In mid-July of 1912, Ladysmith was experiencing a heat wave, which made for long, hot and “testy” city council meetings. A review of the council meetings for the month reveals lengthy discussions on such key issues as: the purchase of a Remington versus a Royal typewriter for City Hall; discussion over the removal of a “dangerous” metal sign placed on a city electrical pole by the Victoria Auto Club; a heated argument over the rewording of the city’s “noxious weeds” bylaw; debate on whether the city or local merchants should pay for stump removal on Methuen Street; and the use of obscene language by young boys in public places in town.
However, residents considered themselves fortunate when the news reached Ladysmith that Saskatchewan had been hit by a tornado on the last day of June. It slashed through six city blocks in Regina, killing 40 people, injuring 300 others, destroying 500 buildings and leaving a quarter of the population homeless. (The “Regina Cyclone” lasted only three minutes, but it took 46 years to pay for the damages. It remains the deadliest tornado in Canadian history.)
Twenty-five years later, the city was experiencing another hot July. Ladysmith could hardly complain. On July 5, 1937, the highest temperature recorded in Canada was reached at Yellowgrass, Sask., when the mercury soared to 45°C (113° F).
To help cool down Ladysmith, the Rialto Theatre featured a film called One in a Million, starring Sonja Henie, three-time Olympic women’s figure skating champion, who had studied with the Bolshoi Ballet in Russia and successfully introduced the art of dance (and the short skirt) into ice skating competition. This was Henie’s first film and featured a “breathtaking winter ballet on ice.” The enthralled Ladysmith film audience was unable to take its eyes off “the pert, five-feet-two-inches-tall, 110-pound blonde and very attractive” Miss Henie.
An article in the July 23 Chronicle reported that Mr. R. C. Henderson had been successful in introducing the boysenberry to Vancouver Island. The berry, original developed in California, adapted well to the local climate and proved to be very popular on Vancouver Island. Rudolph Boysen, who originally developed the hybrid by crossing several varieties of raspberry, loganberry and blackberry vines, had given some of the berries to Walter Knott of Buena Vista, Calif. Knott then shipped some to Henderson to test “their northern winter hardiness.” (Note: Walter Knott used the berry to make a popular jam. The success of this preserve marked the beginning of the world famous Knott’s Berry Farm in California.)
Longtime Ladysmith resident Mrs. Margaret Walker received congratulatory telegrams from Queen Elizabeth and Prime Minister John Diefenbaker commemorating her 100th birthday on July 25. (Note: Mrs. Walker lived in Saltair at Blainey’s Corner for many years. She passed away later that year in November.)

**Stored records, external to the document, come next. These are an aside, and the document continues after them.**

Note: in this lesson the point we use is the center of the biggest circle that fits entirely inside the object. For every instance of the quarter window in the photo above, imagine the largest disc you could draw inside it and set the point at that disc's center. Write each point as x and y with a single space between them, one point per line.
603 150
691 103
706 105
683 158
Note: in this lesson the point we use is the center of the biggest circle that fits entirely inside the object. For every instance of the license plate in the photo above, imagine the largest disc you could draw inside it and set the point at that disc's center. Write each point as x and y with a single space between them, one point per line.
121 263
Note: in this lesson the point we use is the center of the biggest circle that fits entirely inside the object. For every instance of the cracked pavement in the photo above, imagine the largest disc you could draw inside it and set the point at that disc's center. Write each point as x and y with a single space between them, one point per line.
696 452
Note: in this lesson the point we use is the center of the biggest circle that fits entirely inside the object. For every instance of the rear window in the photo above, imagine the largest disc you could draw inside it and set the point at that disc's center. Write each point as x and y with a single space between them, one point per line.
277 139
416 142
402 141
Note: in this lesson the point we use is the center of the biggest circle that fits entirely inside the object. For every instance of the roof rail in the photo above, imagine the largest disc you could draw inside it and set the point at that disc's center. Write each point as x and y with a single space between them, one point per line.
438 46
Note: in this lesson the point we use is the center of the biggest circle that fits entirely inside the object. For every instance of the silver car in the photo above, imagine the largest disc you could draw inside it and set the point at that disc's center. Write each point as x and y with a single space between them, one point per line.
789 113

Mrs. M. Loos, who operated Dunn’s Grocery at the corner of White Street and Second Avenue, faced some tough competition. Her two sons, Michael and Bobby, set up a cardboard store in front of the grocery. The enthusiastic young entrepreneurs offered shoe shines and bags of cherries for sale at a very reasonable price. It is tough to compete in the produce market — especially when your competitors are selling cherries from your backyard, packaged in your brown paper bags.